Приближение войны Роберт, кажется, не заметил, а она ворвалась в жизнь и изменила все и во всем мире. Он жил, попеременно меняя адреса то в Мюнхене, то в Берлине, наведываясь в Париж. Он чувствовал себя вполне европейцем, но ему напомнили, что он подданый Российской империи, враждебного государства, подлежащий высылке. Вот чего ему не хотелось это возвращаться в родные края. Тем более, что в газетах писали, что российские евреи массово выселяются из прифронтовой полосы, незаслуженно обвиненные в предательстве в пользу Германии. Где теперь его родина? Семья? Дети?
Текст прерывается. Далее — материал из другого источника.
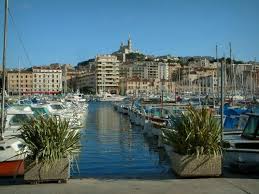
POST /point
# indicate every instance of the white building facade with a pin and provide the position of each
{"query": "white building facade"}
(47, 80)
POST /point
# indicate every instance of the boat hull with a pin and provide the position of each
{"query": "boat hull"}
(11, 168)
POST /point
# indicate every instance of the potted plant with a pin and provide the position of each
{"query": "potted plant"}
(195, 143)
(50, 145)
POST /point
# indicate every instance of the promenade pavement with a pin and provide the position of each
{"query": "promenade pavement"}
(233, 185)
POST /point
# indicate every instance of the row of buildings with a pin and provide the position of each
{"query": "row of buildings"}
(129, 72)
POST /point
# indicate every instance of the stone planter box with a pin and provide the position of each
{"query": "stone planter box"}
(192, 166)
(59, 171)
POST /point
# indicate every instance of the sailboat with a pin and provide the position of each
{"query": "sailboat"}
(11, 161)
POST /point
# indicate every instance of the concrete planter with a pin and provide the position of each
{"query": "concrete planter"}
(192, 166)
(59, 171)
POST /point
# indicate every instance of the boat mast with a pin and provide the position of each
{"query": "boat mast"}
(3, 74)
(19, 73)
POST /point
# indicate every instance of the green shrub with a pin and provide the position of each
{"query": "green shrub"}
(48, 139)
(194, 132)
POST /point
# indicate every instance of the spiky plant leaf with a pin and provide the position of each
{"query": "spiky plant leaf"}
(48, 139)
(194, 132)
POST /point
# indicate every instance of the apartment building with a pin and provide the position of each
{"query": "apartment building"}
(107, 74)
(138, 87)
(19, 82)
(47, 80)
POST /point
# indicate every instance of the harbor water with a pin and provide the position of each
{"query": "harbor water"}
(112, 147)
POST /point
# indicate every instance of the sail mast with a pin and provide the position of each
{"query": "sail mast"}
(3, 74)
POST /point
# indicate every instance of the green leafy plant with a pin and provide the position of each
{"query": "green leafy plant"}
(48, 139)
(194, 132)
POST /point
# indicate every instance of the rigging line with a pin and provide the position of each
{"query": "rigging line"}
(19, 37)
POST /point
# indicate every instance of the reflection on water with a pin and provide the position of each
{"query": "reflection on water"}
(111, 147)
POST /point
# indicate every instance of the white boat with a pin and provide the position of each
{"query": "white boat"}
(11, 159)
(242, 151)
(110, 97)
(75, 97)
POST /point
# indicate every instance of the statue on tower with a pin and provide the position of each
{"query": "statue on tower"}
(129, 44)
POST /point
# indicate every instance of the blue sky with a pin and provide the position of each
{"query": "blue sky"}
(70, 31)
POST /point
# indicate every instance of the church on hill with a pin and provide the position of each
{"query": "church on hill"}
(124, 50)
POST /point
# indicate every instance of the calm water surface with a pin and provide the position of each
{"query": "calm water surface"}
(112, 147)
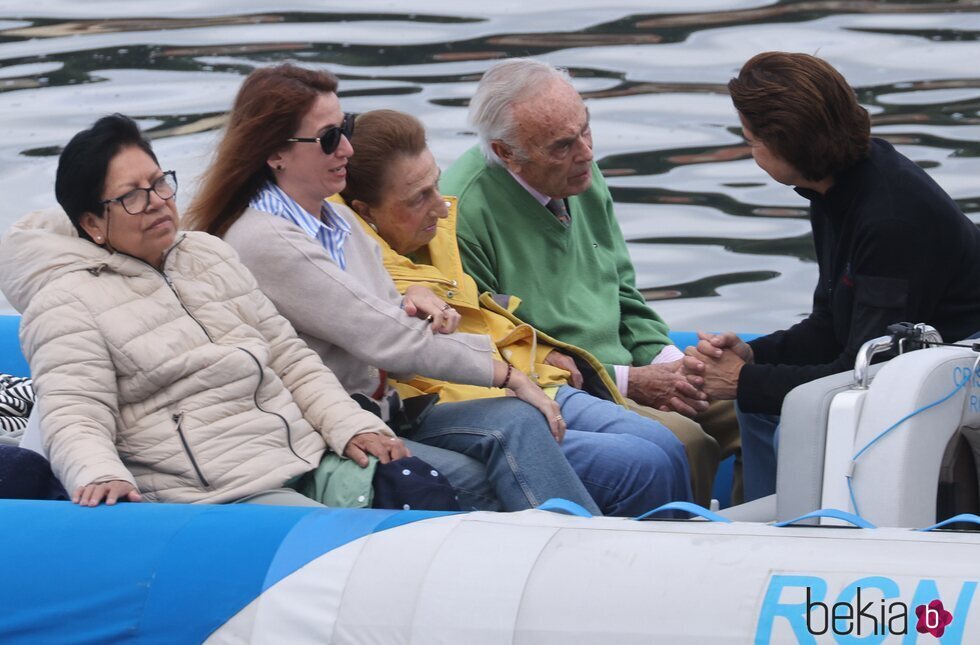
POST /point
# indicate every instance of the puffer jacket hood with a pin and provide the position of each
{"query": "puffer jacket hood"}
(40, 247)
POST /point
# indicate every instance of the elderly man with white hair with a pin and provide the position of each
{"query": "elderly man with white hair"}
(536, 221)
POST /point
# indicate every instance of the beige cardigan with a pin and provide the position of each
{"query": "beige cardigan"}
(351, 318)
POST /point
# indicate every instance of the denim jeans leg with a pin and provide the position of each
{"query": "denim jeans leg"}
(511, 438)
(625, 475)
(758, 453)
(587, 413)
(467, 475)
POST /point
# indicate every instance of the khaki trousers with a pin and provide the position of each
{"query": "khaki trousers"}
(713, 436)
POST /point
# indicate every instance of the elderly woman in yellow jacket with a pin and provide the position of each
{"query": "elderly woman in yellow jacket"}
(392, 183)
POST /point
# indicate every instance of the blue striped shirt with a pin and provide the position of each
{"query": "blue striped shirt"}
(330, 230)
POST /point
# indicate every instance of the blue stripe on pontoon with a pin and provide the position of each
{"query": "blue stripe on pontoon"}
(155, 572)
(11, 359)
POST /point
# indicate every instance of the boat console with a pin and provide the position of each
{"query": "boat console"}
(877, 442)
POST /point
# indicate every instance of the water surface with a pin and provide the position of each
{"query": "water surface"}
(716, 243)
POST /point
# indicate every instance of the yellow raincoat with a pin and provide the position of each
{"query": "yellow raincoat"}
(516, 342)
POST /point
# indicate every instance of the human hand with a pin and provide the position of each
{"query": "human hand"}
(528, 391)
(664, 386)
(717, 375)
(567, 363)
(111, 491)
(420, 302)
(713, 344)
(373, 443)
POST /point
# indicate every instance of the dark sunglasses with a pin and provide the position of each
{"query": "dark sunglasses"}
(331, 138)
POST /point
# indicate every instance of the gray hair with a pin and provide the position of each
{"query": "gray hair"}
(503, 85)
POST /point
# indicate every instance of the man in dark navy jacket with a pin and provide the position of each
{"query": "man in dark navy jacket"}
(891, 246)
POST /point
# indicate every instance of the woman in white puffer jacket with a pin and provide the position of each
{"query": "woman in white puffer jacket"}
(162, 372)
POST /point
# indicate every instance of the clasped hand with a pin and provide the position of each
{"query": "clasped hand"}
(422, 303)
(715, 363)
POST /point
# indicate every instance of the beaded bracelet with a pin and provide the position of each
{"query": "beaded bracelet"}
(510, 368)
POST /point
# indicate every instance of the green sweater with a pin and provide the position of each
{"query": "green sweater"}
(577, 283)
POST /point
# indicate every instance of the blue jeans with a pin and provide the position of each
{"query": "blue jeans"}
(523, 462)
(628, 463)
(760, 439)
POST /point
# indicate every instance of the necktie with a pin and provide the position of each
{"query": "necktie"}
(557, 207)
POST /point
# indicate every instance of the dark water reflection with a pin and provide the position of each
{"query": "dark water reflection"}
(715, 242)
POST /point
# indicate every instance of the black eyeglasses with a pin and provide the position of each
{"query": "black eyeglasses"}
(331, 138)
(136, 201)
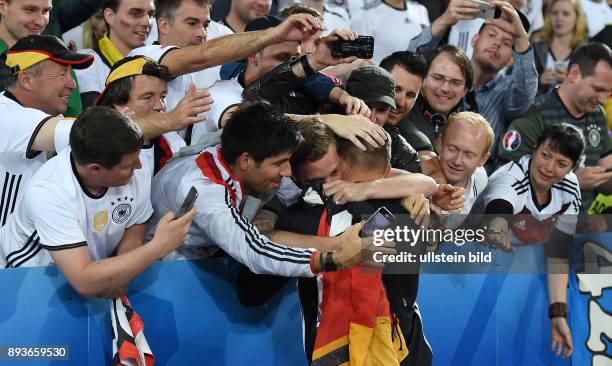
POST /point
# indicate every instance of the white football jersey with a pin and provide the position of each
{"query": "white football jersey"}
(532, 222)
(226, 94)
(391, 28)
(57, 212)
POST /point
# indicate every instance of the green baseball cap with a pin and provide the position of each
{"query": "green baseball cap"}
(372, 84)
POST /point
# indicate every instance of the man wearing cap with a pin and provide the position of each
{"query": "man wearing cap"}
(21, 18)
(86, 210)
(377, 89)
(129, 24)
(37, 95)
(263, 74)
(138, 85)
(499, 98)
(408, 70)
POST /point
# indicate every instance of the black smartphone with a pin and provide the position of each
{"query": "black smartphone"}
(380, 220)
(188, 203)
(362, 47)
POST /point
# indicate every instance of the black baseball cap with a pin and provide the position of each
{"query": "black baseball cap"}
(30, 50)
(264, 22)
(372, 84)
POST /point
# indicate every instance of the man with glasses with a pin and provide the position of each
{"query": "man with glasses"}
(448, 79)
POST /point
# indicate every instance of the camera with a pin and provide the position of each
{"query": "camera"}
(362, 47)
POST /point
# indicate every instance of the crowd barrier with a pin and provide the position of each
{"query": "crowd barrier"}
(192, 315)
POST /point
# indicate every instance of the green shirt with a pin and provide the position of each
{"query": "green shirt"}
(74, 100)
(416, 138)
(547, 110)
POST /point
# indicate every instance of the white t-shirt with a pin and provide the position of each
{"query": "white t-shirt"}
(226, 94)
(335, 17)
(598, 14)
(461, 34)
(58, 213)
(19, 126)
(392, 28)
(532, 223)
(93, 78)
(219, 221)
(476, 185)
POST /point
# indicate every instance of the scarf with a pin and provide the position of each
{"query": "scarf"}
(355, 324)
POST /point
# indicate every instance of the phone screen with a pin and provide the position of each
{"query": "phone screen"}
(188, 203)
(381, 219)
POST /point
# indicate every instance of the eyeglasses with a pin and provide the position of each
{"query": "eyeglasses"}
(440, 80)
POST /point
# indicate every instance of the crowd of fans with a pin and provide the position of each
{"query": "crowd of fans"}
(105, 133)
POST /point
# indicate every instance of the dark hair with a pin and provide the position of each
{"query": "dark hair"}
(588, 56)
(102, 135)
(300, 9)
(373, 158)
(259, 130)
(167, 8)
(414, 63)
(118, 92)
(459, 58)
(111, 4)
(318, 137)
(565, 139)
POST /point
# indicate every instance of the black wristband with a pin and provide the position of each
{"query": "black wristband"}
(329, 262)
(557, 309)
(306, 66)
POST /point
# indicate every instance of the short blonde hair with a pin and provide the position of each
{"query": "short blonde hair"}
(472, 119)
(581, 32)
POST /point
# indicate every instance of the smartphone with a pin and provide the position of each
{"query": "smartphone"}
(381, 219)
(486, 11)
(362, 47)
(188, 203)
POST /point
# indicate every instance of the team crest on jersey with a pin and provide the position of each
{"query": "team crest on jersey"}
(100, 220)
(512, 140)
(121, 213)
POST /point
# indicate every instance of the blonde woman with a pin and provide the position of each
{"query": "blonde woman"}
(564, 29)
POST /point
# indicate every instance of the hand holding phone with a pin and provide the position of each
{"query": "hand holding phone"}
(380, 220)
(188, 203)
(486, 11)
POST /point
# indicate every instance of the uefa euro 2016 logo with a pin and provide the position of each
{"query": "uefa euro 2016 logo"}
(512, 140)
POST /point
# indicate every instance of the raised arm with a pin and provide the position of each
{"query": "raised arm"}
(239, 46)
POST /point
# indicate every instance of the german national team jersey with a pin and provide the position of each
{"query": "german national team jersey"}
(392, 28)
(57, 212)
(476, 185)
(226, 94)
(18, 162)
(533, 223)
(219, 221)
(207, 77)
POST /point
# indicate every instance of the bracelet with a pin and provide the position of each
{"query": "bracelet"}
(329, 262)
(306, 66)
(321, 263)
(557, 309)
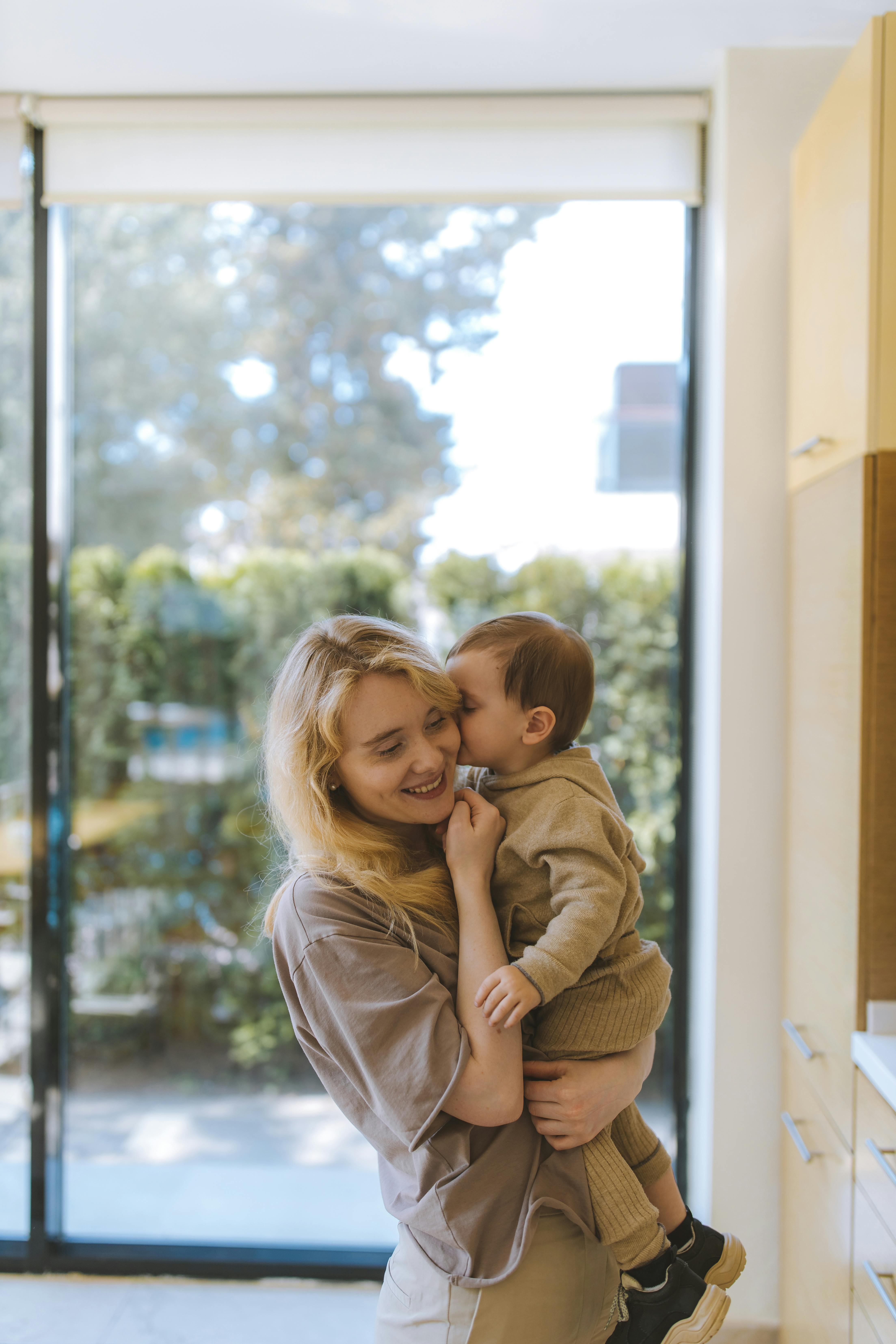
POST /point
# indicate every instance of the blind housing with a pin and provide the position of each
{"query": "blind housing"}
(374, 150)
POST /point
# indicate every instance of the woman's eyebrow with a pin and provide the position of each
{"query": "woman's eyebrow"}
(382, 737)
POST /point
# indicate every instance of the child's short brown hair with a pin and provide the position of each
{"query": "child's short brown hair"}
(545, 663)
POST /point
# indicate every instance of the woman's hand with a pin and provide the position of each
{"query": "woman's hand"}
(472, 839)
(573, 1100)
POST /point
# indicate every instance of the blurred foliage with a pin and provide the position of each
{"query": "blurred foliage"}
(166, 904)
(190, 874)
(629, 615)
(244, 358)
(15, 494)
(252, 453)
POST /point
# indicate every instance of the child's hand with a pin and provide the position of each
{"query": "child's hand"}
(507, 996)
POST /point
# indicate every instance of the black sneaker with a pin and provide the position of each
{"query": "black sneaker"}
(717, 1257)
(682, 1311)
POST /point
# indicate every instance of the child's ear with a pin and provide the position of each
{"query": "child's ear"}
(541, 726)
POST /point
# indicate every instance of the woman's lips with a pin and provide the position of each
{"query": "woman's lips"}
(429, 791)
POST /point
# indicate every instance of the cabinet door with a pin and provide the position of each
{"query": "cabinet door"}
(877, 1152)
(821, 920)
(833, 267)
(816, 1222)
(863, 1330)
(874, 1269)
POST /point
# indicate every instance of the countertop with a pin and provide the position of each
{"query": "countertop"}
(877, 1057)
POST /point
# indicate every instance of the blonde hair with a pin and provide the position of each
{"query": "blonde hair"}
(323, 834)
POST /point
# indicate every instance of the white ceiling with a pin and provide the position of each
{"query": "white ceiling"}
(338, 46)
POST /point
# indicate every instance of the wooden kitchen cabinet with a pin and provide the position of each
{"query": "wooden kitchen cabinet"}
(840, 909)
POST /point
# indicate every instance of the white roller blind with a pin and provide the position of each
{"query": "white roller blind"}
(11, 140)
(346, 150)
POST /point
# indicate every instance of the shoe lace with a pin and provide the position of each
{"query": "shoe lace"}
(620, 1306)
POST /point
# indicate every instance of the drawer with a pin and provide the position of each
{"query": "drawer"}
(829, 1069)
(877, 1150)
(874, 1269)
(816, 1221)
(863, 1330)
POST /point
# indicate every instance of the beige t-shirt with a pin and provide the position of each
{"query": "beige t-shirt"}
(379, 1029)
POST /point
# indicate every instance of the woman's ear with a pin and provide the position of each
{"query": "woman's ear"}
(541, 726)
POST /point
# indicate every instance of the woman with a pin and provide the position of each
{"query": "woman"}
(381, 944)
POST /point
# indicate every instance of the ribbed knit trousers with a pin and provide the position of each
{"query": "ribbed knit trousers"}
(620, 1162)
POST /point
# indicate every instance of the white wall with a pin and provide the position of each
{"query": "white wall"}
(764, 101)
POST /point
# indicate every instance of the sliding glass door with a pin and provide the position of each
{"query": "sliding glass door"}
(15, 698)
(261, 416)
(428, 413)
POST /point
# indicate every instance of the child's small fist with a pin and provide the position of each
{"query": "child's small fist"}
(507, 996)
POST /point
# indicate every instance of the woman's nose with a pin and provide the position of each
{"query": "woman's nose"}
(426, 759)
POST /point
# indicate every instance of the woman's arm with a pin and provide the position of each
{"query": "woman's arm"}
(490, 1091)
(572, 1101)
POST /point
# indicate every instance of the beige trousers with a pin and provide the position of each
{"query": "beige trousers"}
(562, 1293)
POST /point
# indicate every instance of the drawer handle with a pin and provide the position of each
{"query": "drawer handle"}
(880, 1158)
(887, 1299)
(807, 1052)
(790, 1126)
(816, 441)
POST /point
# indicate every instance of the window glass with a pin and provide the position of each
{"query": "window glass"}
(15, 694)
(432, 413)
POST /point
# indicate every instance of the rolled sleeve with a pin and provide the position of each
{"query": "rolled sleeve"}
(390, 1025)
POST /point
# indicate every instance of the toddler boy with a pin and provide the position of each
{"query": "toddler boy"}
(567, 897)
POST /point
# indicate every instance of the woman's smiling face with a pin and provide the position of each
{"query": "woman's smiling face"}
(400, 755)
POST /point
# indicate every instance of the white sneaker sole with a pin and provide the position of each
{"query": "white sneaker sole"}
(729, 1269)
(705, 1322)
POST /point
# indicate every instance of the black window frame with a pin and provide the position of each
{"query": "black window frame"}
(48, 1250)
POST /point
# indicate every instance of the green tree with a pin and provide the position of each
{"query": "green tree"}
(316, 441)
(186, 865)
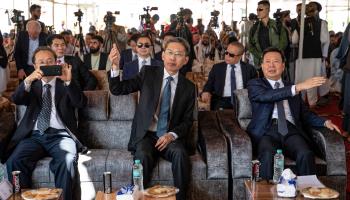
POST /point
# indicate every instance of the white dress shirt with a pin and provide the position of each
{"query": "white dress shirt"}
(55, 120)
(33, 45)
(287, 111)
(238, 77)
(148, 62)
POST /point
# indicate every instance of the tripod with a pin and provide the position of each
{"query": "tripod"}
(79, 39)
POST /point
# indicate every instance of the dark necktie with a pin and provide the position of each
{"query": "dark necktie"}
(164, 109)
(233, 84)
(45, 113)
(282, 122)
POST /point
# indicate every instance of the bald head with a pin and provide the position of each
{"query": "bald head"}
(33, 28)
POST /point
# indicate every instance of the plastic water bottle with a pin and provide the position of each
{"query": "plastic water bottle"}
(137, 174)
(278, 165)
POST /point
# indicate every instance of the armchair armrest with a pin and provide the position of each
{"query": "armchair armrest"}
(240, 146)
(212, 146)
(332, 149)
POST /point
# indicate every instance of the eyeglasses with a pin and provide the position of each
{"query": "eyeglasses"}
(140, 45)
(177, 54)
(231, 54)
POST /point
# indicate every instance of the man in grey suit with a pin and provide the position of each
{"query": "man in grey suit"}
(164, 114)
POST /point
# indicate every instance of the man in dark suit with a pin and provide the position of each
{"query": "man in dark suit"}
(26, 44)
(48, 126)
(143, 48)
(96, 60)
(129, 55)
(81, 75)
(280, 117)
(164, 114)
(222, 81)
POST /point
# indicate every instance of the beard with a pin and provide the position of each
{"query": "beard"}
(93, 50)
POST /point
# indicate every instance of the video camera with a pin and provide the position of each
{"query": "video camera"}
(146, 18)
(109, 19)
(214, 19)
(17, 17)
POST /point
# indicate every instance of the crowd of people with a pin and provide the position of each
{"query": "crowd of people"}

Где его дедушка, бабушка, дядя Вениамин? Живы ли? [2]
Все его друзья художники эмигранты разъехались, а некоторые призваны в армию или ушли добровольцами и погибли. Он не враг Германии, он часть ее. Так ему казалось, и не только ему одному
Впрочем, судьба опять ему улыбнулась. Роберт Генин высылается в местечко Вальдтрудеринг в близи от Мюнхена под наблюдение местного командования. Здесь он не перестает работать, однако чувствует, что его утопические мечты больше не находят отражения в реальной жизни.
Роберт Генин. Милосердие
Социалистическая революция в Германии провалилась. Поля Фландрии усеяны крестами. По улицам европейских городов бродят человеческие обломки, без рук, без ног, отравленные газом, непрерывно кашляющие. Жизнь изменилась катострофически и, хотя военные действия еще идут, в 1915 году он публикует серию рисунков «Женщина на войне», «Вдова», а в 1917 году серию гравюр на военную тему.
В 1917 году галерея Таннхаузер проводит его вторую персональную выставку, а в 1919 году третью. В этом ж году он берет в банке ссуду и покупает дом в Швейцарской Асконе, сдаeт его в аренду и уезжает в Берлин.
Роберт Генин в Берлинской мастерской
Послевоенный Берлин, как и Париж 1920х годов были полон соблазнов. Несмотря на ужасающую инфляцию, ночная жизнь Берлина привлекала эмигрантов, особенно художников. Наркотики, проституция, алкоголизм вот то, что составляло суровую реальность женщин и мужчин на картинах многих художников того периода.
Литературный критик и мемуарист Александр Бахрах оставил яркий портрет Берлина начала 1920-х годов:
Странный это был город, неповторимый, и едва ли гофмановское перо способно было бы с достаточной убедительностью передать «несуразность» Берлина начала двадцатых годов нашего века. В нем смешивалось многое еще не зарубцевавшаяся горечь поражения, крушение всех недавних кумиров и то странное тогда еще, собственно, Европе неведомое явление, которое ученые финансисты именуют «инфляцией» и которое было не только экономическим или социальным, но в еще большей степени психологическим феноменом.
Марк Шагал говорил о Берлине 1920-х годов:
После войны Берлин стал чем-то вроде караван-сарая, где встречались все путешествующие между Москвой и западом В квартирах на Bayrischer Platz было столько же самоваров, теософических и толстовских графинь, сколько бывало в Москве За всю свою жизнь я не видел столько великолепных раввинов или такого множества конструктивистов, как в Берлине в 1923 году [6]
Не избегает соблазнов и Роберт. Вместе с друзьями он посещает злачные места ночного Берлина и затем, cовместно с Михелем Фингештейном издает серию гравюр «Из Берлинских притонов»
Роберт Генин. «Из Берлинских притонов»
Маньчжурия. КВЖД
В 1894 году, когда на престол взошел молодой император Николай II, Россия строила 3000-мильную Транссибирскую железную дорогу, которая обеспечила прямое железнодорожное сообщение от Уральских гор до Владивостока. Необходимо было проложить дополнительную ветку через китайскую провинцию Маньчжурия. После того, как Япония одержала победу над Китаем в китайско-японской войне 1895 года, Россия, наряду с Францией и Германией, убедила Японию не захватывать часть Маньчжурии, которую она получила по послевоенному договору. Граф Сергей Витте, министр финансов России, попросил и получил разрешение на строительство Китайско-Восточной железной дороги (КВЖД) через Маньчжурию в обмен на эту услугу. В 1896 году Китайская империя Цин предоставила России концессию на строительство, позволявшую построить и эксплуатировать железную дорогу, а также передать под российское управление довольно широкую полосу земли по обе стороны от железнодорожного полотна.